Mas desencana, depois a gente faz as pazes, é sempre assim...
- Pior que é. Vamos ouvir um som pra animar
que é melhor. Esse aqui você vai curtir. – Hanz finaliza o assunto, colocando
um cd do Cradle of Filth no aparelho.
Dá pra ver que Hanz acerta o gosto musical do
amigo, pois Renzo gosta bastante da música da banda, embora fosse a primeira
vez que ouvia uma música deles.
- Pô fiote, muito legal o som dos caras heim,
curti. Não empresta mesmo? – Renzo ainda faz uma última tentativa, mas já
sabendo que Hanz não emprestaria, ele jamais empresta cd´s dele pra quem quer
que seja.
Hanz
só olha pra ele, pois não há necessidade de resposta.

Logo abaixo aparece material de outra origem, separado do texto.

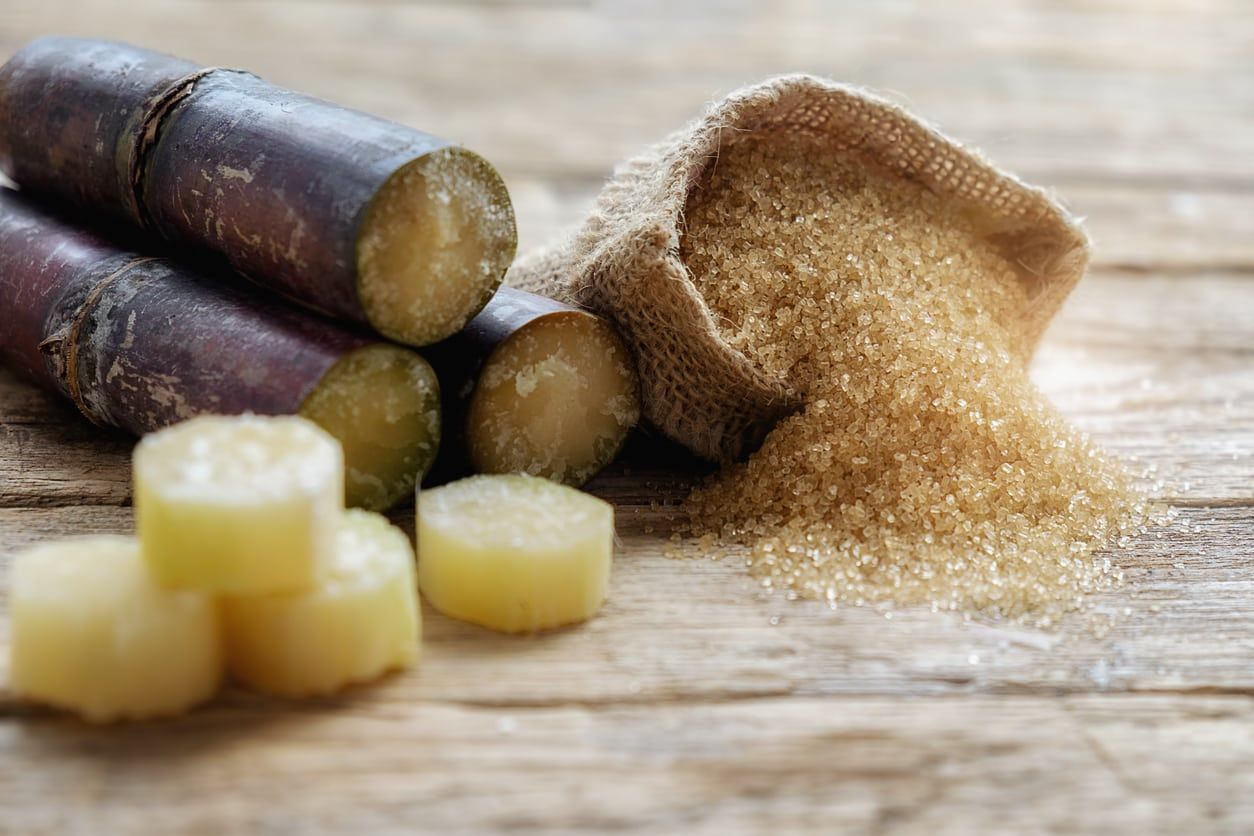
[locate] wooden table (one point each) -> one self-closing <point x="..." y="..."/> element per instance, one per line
<point x="696" y="702"/>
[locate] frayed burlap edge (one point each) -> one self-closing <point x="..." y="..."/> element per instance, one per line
<point x="623" y="261"/>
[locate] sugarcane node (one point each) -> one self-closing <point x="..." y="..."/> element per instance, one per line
<point x="354" y="216"/>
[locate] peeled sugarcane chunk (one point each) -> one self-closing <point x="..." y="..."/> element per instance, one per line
<point x="383" y="404"/>
<point x="358" y="621"/>
<point x="242" y="504"/>
<point x="92" y="632"/>
<point x="514" y="553"/>
<point x="434" y="245"/>
<point x="556" y="399"/>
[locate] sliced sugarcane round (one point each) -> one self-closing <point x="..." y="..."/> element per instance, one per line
<point x="241" y="504"/>
<point x="383" y="402"/>
<point x="514" y="553"/>
<point x="556" y="399"/>
<point x="434" y="245"/>
<point x="358" y="621"/>
<point x="92" y="632"/>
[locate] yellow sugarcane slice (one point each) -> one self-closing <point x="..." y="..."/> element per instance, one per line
<point x="92" y="632"/>
<point x="359" y="621"/>
<point x="243" y="504"/>
<point x="514" y="553"/>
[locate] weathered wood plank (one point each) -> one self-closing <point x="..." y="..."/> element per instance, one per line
<point x="684" y="631"/>
<point x="1154" y="367"/>
<point x="937" y="766"/>
<point x="1085" y="92"/>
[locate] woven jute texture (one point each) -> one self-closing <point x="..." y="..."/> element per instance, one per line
<point x="623" y="261"/>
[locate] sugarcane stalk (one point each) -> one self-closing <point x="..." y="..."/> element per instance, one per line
<point x="355" y="216"/>
<point x="533" y="385"/>
<point x="141" y="342"/>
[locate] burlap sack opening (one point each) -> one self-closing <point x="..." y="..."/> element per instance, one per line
<point x="623" y="262"/>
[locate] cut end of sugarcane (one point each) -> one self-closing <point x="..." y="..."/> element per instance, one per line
<point x="557" y="400"/>
<point x="93" y="633"/>
<point x="383" y="404"/>
<point x="434" y="246"/>
<point x="514" y="553"/>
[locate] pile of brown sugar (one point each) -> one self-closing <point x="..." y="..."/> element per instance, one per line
<point x="926" y="466"/>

Logo já se percebe que a namorada de Renzo
é totalmente alienada em relação aos assuntos que os amigos costumam debater
nas reuniões e isso gera muitos desentendimentos entre o casal, que sempre se
reconcilia, mas que todos tornam evidente ser esse um fato que faz com que a
presença da garota nas reuniões não seja muito apreciado visto que ela só se
preocupa com assuntos como shopping, clube, moda, etc ao invés de assuntos mais
engajados e preferidos pelo círculo de amigos.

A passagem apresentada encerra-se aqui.